Os estudantes que participaram na tentativa de invasão do Senado da Universidade de Coimbra, em 2004, dizem hoje que o movimento estudantil está “apático”, “fraco” e com pouca capacidade de mobilização.

A 20 de Outubro de 2004, estudantes da Universidade de Coimbra, após deliberação em assembleia magna, tentaram invadir o Senado da Universidade de Coimbra para impedir, sem sucesso, a fixação do montante máximo das propinas, então em 852 euros.

Após um romper de relações com a reitoria, a única forma de os estudantes impedirem a fixação da propina máxima “era invadir o Senado” e impedir a sua realização, explica Rui Roque, na altura coordenador geral de núcleos da Associação Académica de Coimbra (AAC) e senador.

Os estudantes bloquearam o acesso à Alta de Coimbra, ocuparam a reitoria e lutaram por “coisas que hoje acabam por ser menores”, notou, frisando que, de momento, as políticas são “muito mais agressivas para com os estudantes e o movimento é mais fraco”.

Hoje, os estudantes “aderem em massa às festas mas não às manifestações”, disse à agência Lusa o antigo dirigente, que se recorda de ter chegado ao local onde se ia realizar a reunião do Senado, no Polo II, e deparar-se com “polícias e barreiras protectoras”, em que os estudantes eram tratados da mesma forma: “à bastonada e pontapé”.

A invasão do Senado ganhou também força do ponto de vista simbólico, por a “Universidade de Coimbra não chamar a polícia para os seus espaços desde o Estado Novo”, frisa Rafael Figueiredo, na altura estudante de Sociologia, referindo que em 2004 a questão das propinas “era muito mobilizadora”.

“Quando a bandeira é grande — e a levantas — é mais fácil ver onde ela está”, diz, apesar de achar que, no momento actual, “face às dificuldades que as pessoas passam, haveria ainda mais razões para lutar”.
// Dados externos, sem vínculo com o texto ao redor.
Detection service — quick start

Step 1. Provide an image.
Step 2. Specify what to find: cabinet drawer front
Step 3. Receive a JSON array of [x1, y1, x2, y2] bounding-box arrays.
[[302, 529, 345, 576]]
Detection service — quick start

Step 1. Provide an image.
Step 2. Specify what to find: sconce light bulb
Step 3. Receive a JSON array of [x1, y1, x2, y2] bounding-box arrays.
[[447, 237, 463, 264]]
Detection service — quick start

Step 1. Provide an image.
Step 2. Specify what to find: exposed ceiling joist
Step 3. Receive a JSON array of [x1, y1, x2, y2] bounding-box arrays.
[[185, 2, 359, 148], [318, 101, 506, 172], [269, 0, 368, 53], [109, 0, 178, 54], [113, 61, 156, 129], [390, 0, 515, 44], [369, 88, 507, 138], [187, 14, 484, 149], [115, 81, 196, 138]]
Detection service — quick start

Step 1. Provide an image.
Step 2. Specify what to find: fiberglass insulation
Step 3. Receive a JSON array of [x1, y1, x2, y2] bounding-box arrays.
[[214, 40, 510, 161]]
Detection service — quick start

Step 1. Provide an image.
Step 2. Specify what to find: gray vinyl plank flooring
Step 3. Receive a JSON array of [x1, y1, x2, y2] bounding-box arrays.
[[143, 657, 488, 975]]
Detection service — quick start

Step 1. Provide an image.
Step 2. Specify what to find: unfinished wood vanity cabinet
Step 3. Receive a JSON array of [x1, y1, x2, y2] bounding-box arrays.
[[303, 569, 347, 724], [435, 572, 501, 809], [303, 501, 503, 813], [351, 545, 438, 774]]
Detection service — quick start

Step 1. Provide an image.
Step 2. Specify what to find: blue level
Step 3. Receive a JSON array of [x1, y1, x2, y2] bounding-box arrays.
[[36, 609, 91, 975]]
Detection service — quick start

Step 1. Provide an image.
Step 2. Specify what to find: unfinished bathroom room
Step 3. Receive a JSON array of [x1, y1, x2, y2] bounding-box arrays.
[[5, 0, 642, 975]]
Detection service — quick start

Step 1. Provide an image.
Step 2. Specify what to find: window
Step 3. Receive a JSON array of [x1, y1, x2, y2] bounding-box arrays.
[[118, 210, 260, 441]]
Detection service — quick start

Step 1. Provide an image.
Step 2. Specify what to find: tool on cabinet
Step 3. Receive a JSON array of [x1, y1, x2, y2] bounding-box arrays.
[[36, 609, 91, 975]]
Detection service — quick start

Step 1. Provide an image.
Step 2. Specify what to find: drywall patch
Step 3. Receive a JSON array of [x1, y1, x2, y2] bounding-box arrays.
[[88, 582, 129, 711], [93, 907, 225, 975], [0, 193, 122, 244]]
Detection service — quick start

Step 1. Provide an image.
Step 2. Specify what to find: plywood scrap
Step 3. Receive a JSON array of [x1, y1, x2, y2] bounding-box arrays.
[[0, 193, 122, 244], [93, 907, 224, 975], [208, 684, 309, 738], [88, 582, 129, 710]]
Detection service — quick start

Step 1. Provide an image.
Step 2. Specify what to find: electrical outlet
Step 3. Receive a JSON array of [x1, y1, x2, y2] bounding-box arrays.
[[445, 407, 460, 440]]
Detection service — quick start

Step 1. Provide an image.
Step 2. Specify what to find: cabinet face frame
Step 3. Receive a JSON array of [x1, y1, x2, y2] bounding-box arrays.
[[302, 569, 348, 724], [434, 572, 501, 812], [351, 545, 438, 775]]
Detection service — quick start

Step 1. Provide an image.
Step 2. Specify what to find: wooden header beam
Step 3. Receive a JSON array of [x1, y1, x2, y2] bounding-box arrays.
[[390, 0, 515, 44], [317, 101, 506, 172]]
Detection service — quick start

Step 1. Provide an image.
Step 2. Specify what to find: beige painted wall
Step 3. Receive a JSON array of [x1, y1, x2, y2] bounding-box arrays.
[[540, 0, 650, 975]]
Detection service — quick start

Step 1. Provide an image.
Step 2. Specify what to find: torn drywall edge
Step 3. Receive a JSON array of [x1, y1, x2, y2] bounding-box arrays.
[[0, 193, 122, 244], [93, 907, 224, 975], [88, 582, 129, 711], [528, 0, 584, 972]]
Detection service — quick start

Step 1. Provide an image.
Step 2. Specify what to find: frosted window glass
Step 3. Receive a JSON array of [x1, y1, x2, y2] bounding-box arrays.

Contudo, o aumento da carga lectiva, a passagem de muitas disciplinas de avaliação final a avaliação contínua e a menor representatividade dos estudantes nos órgãos da universidade podem ter enfraquecido a capacidade de mobilização, aponta.

Na perspectiva de Elísio Estanque, sociólogo da UC, que colaborou no livro A estrutura da causa, da autoria do presidente da AAC durante a invasão do Senado, Miguel Duarte, “a combatividade foi-se esboroando”, com um “esvaziamento dos conteúdos mais politizados”.

Cumplicidades partidárias
“Há uma hiper-participação nas áreas de entretenimento e por outro lado pouco activismo”, realça, observando que os estudantes que participam na direcção-geral da AAC fazem-no “por ambição pessoal”. Pressente-se “uma cumplicidade escondida entre partidos e estudantes”.

Contudo, o esfriar do movimento estudantil passou também pela própria sociedade, pautada pelo “consumo e individualismo”.

Bruno Matias, actual presidente da direcção-geral da AAC, regista também “mais indiferença e comodismo” nos estudantes de hoje, salientando a necessidade de um “maior envolvimento” das associações a nível nacional.

Desde a invasão do Senado, “nunca mais se ouviu falar de protestos estudantis”, protesta Renato Teixeira, um dos estudantes que dias antes da invasão (13 de Outubro) participou na interrupção da abertura solene das aulas, criticando a universidade por “estar transformada numa espécie de fábrica de obedientes”.
Segundo o antigo estudante, as acções de protesto que hoje vê “roçam o ridículo”, resumindo-se a protestos “para que a jovem estrela das jotas esteja na capa do jornal”.

A invasão do Senado “foi a última grande luta”, sublinha.